A newly launched women's monthly run by a prominent female editor has irked Iranian hard-liners, who have accused her of promoting "obsolete" feminist views and ideas that are un-Islamic.
Iran's semi-official Fars news agency reported last week that Shahla Sherkat , editor of "Zanan-e Emruz," will be put on trial by Iran's Press Court on September 7. Fars, said to be close to the Islamic Revolutionary Guards Corps (IRGC), did not provide details about the charges against Sherkat.
The report has led to concern that action could be taken to shut down the monthly devoted to women's issues.
Sherkat, whose previous publication was shut down under the administration of former President Mahmud Ahmadinejad, has not publicly commented on the report.

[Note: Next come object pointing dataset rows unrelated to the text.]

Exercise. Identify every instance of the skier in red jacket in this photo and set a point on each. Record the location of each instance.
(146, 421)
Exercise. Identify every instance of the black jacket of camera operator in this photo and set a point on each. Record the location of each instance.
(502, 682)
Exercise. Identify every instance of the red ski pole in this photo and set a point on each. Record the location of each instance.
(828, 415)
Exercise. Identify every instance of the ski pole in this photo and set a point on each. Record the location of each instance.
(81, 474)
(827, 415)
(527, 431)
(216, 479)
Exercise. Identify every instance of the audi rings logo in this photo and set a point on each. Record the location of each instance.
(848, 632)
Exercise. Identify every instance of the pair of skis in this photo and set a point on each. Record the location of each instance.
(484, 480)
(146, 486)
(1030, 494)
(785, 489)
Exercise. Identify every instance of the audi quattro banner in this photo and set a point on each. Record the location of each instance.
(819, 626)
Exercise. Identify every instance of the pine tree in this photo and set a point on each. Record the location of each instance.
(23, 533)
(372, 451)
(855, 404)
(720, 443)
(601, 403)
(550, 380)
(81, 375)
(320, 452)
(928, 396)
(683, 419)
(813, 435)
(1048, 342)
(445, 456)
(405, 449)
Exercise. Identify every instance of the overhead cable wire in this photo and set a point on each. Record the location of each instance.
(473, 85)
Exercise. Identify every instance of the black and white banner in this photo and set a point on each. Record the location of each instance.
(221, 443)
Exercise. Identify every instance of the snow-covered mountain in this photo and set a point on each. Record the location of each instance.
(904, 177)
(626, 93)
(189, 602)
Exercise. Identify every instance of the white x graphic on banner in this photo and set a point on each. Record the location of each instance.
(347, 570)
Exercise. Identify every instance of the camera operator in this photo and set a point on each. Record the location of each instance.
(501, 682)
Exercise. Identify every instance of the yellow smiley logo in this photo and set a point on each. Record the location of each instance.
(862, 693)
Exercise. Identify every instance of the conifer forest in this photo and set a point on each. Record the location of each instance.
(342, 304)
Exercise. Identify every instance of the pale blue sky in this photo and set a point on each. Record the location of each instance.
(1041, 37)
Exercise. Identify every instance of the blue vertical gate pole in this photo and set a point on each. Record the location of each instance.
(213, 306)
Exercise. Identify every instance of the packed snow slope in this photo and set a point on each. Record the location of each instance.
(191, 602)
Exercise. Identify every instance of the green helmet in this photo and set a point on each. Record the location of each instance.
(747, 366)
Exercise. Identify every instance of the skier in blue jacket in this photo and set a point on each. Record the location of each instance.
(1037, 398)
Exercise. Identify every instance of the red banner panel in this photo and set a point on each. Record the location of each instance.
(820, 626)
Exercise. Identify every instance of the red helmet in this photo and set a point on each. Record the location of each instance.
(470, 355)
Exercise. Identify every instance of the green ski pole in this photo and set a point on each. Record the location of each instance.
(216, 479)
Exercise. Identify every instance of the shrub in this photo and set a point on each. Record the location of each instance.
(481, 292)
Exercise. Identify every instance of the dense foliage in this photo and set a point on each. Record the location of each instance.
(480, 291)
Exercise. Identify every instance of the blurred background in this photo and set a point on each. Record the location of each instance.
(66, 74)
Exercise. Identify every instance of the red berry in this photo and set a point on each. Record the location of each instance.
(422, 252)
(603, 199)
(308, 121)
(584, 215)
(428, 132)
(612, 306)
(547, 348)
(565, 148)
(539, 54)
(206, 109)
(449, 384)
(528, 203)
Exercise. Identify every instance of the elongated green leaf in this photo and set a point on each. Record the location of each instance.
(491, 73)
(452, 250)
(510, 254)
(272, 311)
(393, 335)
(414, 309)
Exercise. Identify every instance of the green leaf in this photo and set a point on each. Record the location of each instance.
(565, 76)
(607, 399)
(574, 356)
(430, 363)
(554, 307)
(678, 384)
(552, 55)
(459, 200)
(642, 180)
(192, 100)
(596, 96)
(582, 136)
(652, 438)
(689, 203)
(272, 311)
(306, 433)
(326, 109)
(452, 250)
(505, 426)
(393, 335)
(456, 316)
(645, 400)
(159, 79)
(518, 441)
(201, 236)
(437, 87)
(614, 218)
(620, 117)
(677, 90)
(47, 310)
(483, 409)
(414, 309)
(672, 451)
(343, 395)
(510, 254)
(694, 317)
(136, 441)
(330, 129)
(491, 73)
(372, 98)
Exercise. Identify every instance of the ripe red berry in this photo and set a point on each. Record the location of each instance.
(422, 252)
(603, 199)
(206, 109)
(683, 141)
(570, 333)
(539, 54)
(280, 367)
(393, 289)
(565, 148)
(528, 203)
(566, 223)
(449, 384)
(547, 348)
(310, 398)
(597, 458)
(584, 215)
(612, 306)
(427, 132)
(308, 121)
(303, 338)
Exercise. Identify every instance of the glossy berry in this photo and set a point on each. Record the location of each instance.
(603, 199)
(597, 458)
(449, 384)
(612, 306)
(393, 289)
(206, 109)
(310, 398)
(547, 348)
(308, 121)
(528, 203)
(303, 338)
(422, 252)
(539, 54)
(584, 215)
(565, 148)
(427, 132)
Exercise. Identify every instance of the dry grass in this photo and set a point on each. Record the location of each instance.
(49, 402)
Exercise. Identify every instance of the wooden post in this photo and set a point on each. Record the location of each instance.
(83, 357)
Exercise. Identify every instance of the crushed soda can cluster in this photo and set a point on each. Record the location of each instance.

A Tehran-based journalist who used to work with "Zanan-e Emruz" confirmed in an interview with RFE/RL that the Fars report was accurate.
The journalist, who requested anonymity, said that the case against Sherkat appears to be based on a complaint related to the monthly's first issue, which came out in May.
Previously, Sherkat published Iran's leading women's magazine "Zanan" (" Women") for 16 years. Authorities revoked the magazine's license in 2008 for offering "a somber picture of the Islamic republic" and publishing "morally questionable information."
In a 2009 piece, Sherkat wrote that the work of "Zanan" journalists reflected the problems and needs of women, with the aim of trying to build awareness and find solutions.
"To prevent our revelations about women and their issues from disturbing the public's consciousness, 'Zanan' was closed," she wrote.
Sherkat has been accused by hard-liners of continuing her work through "Zanan-e Emruz" and of spreading feminist ideas, which they believe are contrary to Islamic principles.
Even before it hit the newsstands on May 28, the monthly came under criticism from conservative websites and media outlets, which blasted its existence as a "failure" by the government of President Hassan Rohani.
Rohani has called for gender equality and promised Iranians more freedom, and the publishing of "Zanan-e Emrouz" had created hope for women's rights advocates in the Islamic republic.
"While feminist views are in clear opposition to the Koran, the government has given license for the renewed publishing of a banned feminist magazine under a new name," Hezbollahpress.com said in a report.
When "Zanan-e Emruz" was launched, Iran's state-controlled television asked whether granting a publishing license to Sherkat was in line with Iran's interests, given her "background and deviant views."
"Seven years after the closing down of the 'Zanan' magazine managed by a woman with feminist and Western views, a magazine with a different title yet run by the same woman has today been authorized for publication," said the state television report.
'Assault' On Women's Rights
The attacks by hard-line media have continued, including by the influential "Kayhan" daily, which claimed Sherkat works on feminist issues with groups opposed to the Islamic establishment.
Another conservative outlet, mashreghnews.ir, said Sherkat's background and past work is the main reason for the objections to "Zanan-e Emrouz."
The report said the worldview of Sherkat and other editors of "Zanan" were shaped by Western views of women, which, the website said, differ significantly from Islamic teachings.
"Because of the influence from feminist movements in the West, religion is being cited as one of the obstacles to achievement of women's rights," the June 3 report said.
The website also published an old photo of Sherkat sitting next to self-exiled Iran's Nobel Peace Prize winner Shirin Ebadi, who's come under fire from hard-liners for her human-rights activities.
Susan Tahmasebi, a well-known Iranian women's rights activist, says Sherkat has always been very mindful of the many red lines in the Islamic republic, especially with regard to female civil liberties, which have always been a sensitive issue.
She says "Zanan-e Emrouz" covers the issues and problems of concern to women in a "moderate manner."
"'Zana-e Emruz' has become a space for Iranian women to discuss and reflect on women's issues," she says. "It reflects the concerns of half of the country's population."
Tahmasebi believes the outcry over Sherkat and her publication are "an assault" on women's rights.
"The men who try to stifle her or others similar to her should really keep in mind that these are demands and issues that their family members, their wives, their mothers, their sisters, and their daughters are dealing with, and just suppressing them is not going to make them go away," said Tahmasebi, who lives in the United States.
Among stories the monthly has covered since its launch are an interview with Indian American novelist Jhumpa Lahiri, a discussion with Iranian author Goli Taraghi, a report about Iran's ban preventing women from entering sports stadiums, and an interview with prominent human-rights defender Emad Baghi regarding a campaign to end executions.